I've been on an anime binge lately.
First, Agents of the Four Seasons - based on Kana Akatsuki's (Violet Evergarden) original work, animated by Wit Studio. Each season has its own "agent," and the story and visuals are just stunning. Every episode gives me fresh inspiration for my own writing.
I also rewatched Ascendance of a Bookworm from the beginning. Myne's love of books is so radiant. Since I started writing because I love stories, I really connect with her feelings.
And Yomi no Tsugai - as a Full Metal Alchemist fan, I couldn't skip a new Hiromu Arakawa series. The unique worldbuilding and character dynamics had me hooked immediately.
Watching anime makes me think deeply about how stories are built and how characters move. I love learning while having fun.
VTuber
Hooked on tamachannel
Lately, tamachannel is what I watch during writing breaks.
There's something about it that just warms my heart. The way they talk is cute, and their genuine reactions to games are hilarious. I've lost track of time more than once.

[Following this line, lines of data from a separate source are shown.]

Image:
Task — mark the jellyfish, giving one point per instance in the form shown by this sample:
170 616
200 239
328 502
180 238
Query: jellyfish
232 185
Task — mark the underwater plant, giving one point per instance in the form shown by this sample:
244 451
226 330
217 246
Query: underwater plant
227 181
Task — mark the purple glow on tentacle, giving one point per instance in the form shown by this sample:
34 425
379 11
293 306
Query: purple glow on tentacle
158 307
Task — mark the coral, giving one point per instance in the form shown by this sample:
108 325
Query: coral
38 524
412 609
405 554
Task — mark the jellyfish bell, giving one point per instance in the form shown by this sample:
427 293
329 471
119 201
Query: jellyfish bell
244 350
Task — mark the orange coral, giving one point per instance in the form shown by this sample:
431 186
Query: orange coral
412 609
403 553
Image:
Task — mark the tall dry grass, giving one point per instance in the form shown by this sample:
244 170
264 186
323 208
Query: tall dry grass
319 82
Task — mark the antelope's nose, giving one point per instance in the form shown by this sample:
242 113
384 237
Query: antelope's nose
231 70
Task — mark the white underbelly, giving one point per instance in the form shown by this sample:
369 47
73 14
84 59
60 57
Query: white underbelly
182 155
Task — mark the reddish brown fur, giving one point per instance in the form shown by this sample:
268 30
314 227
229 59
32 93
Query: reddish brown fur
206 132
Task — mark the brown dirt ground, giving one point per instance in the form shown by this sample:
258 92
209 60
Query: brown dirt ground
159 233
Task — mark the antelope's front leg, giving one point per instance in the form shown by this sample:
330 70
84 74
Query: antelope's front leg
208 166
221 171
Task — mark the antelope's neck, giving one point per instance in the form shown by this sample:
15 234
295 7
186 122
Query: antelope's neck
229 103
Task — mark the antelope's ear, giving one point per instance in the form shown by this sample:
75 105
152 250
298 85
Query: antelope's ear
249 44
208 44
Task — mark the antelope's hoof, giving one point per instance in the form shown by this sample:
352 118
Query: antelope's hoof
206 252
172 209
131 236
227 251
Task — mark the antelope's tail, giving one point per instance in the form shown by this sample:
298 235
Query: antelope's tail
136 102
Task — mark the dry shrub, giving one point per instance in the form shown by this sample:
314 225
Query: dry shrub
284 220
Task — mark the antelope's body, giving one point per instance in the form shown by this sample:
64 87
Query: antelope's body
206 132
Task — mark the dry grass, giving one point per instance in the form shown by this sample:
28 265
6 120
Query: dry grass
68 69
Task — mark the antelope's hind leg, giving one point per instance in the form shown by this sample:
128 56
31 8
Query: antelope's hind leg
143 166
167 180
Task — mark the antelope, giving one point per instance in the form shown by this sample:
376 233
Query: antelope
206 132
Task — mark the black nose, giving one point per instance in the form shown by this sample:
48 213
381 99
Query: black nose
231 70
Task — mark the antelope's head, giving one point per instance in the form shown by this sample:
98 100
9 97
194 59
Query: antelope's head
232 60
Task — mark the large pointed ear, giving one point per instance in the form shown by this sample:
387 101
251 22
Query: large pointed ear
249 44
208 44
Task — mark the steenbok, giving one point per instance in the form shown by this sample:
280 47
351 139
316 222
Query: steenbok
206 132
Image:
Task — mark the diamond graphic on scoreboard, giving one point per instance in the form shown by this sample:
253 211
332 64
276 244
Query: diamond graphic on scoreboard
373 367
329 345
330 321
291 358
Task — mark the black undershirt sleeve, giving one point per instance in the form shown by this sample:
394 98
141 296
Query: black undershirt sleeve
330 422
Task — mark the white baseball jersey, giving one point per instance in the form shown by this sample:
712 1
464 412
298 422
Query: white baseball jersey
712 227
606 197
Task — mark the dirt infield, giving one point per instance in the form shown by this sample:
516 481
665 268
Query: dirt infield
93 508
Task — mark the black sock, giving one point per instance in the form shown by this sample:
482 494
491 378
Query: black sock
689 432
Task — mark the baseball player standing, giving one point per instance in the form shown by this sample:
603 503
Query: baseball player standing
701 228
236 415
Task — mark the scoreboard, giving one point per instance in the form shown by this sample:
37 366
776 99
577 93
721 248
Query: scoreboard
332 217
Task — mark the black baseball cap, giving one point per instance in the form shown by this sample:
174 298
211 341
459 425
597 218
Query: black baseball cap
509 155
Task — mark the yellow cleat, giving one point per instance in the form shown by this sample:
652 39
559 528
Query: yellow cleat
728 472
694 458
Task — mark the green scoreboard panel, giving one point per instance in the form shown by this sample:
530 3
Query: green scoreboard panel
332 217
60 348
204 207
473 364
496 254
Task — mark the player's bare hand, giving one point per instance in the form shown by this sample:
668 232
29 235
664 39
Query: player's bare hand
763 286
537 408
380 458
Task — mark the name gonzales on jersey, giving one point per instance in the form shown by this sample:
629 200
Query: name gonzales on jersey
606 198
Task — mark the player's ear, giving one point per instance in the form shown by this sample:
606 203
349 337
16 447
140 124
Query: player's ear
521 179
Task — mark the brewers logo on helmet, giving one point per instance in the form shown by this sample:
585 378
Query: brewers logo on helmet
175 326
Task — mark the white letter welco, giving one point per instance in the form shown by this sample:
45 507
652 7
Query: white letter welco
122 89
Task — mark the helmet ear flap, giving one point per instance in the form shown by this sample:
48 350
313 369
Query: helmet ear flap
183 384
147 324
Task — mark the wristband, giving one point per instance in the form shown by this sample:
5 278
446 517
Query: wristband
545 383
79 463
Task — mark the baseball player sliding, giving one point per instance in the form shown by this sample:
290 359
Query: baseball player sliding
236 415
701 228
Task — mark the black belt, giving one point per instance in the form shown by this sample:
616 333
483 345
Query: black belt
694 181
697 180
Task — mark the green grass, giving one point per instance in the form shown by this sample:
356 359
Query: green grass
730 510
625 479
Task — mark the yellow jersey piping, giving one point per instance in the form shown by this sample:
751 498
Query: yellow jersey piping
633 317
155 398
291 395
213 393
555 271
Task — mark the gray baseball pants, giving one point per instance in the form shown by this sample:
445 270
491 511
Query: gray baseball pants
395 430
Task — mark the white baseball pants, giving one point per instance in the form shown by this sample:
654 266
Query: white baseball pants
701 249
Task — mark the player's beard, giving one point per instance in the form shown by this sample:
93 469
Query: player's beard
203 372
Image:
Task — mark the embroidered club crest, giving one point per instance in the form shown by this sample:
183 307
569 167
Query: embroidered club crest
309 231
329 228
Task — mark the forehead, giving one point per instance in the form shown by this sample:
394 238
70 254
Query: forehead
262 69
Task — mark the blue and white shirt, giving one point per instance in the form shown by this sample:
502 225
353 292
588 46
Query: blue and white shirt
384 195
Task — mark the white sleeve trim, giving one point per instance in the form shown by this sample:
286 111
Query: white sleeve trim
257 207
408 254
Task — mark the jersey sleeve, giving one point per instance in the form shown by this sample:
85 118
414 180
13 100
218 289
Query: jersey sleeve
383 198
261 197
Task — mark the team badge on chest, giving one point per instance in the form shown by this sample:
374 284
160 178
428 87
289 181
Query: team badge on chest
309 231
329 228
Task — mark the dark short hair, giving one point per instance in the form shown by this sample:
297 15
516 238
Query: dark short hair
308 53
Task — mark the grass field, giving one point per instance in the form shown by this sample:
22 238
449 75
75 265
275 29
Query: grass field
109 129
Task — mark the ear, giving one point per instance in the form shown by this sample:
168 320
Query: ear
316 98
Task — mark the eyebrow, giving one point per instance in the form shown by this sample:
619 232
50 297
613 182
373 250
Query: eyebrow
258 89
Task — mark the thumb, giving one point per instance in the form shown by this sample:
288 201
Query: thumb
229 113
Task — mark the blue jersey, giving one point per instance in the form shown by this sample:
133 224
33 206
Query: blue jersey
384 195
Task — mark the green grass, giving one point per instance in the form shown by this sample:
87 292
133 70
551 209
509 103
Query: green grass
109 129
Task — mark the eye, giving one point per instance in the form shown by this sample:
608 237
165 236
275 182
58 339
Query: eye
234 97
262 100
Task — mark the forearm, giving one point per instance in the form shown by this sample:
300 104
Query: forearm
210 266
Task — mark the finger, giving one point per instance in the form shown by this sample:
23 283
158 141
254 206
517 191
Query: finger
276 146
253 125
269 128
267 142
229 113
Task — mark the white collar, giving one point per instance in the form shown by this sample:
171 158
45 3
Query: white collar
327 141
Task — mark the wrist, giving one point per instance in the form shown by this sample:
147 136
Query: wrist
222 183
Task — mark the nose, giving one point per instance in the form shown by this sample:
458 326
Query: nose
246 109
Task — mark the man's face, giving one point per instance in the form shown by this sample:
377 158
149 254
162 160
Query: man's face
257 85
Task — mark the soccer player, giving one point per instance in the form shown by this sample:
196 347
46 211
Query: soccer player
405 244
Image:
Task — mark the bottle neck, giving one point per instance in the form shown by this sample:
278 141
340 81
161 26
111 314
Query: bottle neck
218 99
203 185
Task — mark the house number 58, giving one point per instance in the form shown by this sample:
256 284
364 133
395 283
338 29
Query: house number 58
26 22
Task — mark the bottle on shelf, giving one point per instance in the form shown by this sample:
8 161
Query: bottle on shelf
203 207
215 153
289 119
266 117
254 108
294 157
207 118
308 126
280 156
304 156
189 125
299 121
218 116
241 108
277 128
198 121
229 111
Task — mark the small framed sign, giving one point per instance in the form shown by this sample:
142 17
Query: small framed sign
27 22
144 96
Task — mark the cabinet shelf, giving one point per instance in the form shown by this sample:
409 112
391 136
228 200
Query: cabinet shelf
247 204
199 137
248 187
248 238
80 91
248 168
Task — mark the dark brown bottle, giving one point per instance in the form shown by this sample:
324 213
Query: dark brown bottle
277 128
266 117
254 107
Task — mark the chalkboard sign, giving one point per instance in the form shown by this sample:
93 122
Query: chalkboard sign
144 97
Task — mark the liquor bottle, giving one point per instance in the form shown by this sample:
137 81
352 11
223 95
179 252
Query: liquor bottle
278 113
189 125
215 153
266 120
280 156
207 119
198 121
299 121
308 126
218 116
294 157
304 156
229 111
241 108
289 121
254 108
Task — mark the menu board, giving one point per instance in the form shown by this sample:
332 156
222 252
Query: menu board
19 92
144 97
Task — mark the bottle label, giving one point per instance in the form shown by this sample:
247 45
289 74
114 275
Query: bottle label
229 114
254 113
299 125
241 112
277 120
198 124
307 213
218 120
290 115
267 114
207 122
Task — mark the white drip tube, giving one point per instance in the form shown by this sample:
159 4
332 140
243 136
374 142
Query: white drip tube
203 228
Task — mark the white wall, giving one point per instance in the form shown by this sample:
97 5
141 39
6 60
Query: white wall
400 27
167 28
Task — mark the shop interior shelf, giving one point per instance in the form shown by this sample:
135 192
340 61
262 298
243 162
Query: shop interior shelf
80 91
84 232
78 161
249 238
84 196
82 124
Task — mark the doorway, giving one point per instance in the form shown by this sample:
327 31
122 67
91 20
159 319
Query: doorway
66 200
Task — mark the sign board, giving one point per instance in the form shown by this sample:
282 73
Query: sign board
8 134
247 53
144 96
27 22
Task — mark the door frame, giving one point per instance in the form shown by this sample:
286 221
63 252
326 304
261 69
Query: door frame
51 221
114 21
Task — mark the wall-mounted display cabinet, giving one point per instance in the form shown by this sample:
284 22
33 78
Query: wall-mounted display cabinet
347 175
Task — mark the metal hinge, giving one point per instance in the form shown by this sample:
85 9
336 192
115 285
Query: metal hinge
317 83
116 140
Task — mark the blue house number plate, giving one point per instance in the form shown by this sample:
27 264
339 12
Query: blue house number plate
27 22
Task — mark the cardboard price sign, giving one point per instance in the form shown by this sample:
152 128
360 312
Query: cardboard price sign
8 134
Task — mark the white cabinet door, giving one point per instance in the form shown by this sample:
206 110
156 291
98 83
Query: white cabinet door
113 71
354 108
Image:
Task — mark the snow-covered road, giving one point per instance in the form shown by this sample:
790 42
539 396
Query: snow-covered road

When my writing gets stuck, taking a break to watch tamachannel resets my mood better than forcing through it - and somehow the writing flows better after. It's a real creative lifeline.
VTubers create their own narrative as a character, which I find genuinely admirable as a fellow storyteller.
I went to see The Exit 8, based on the indie game!
I hadn't played the original, but the simple rule - "find the anomaly and turn back" - and the slowly creeping dread as the loop repeats? It was perfect. Seeing it in a cinema was the right call.
More eerie than scary, with this fun collective energy in the audience as everyone silently wondered "was that an anomaly?" Together. The theme of subtle displacement in everyday settings had me analyzing the story structure with my writer brain the whole time.
The line between "normal" and "just slightly wrong" is so blurry - and that blur is what generates fear. I got a lot of inspiration for my own writing.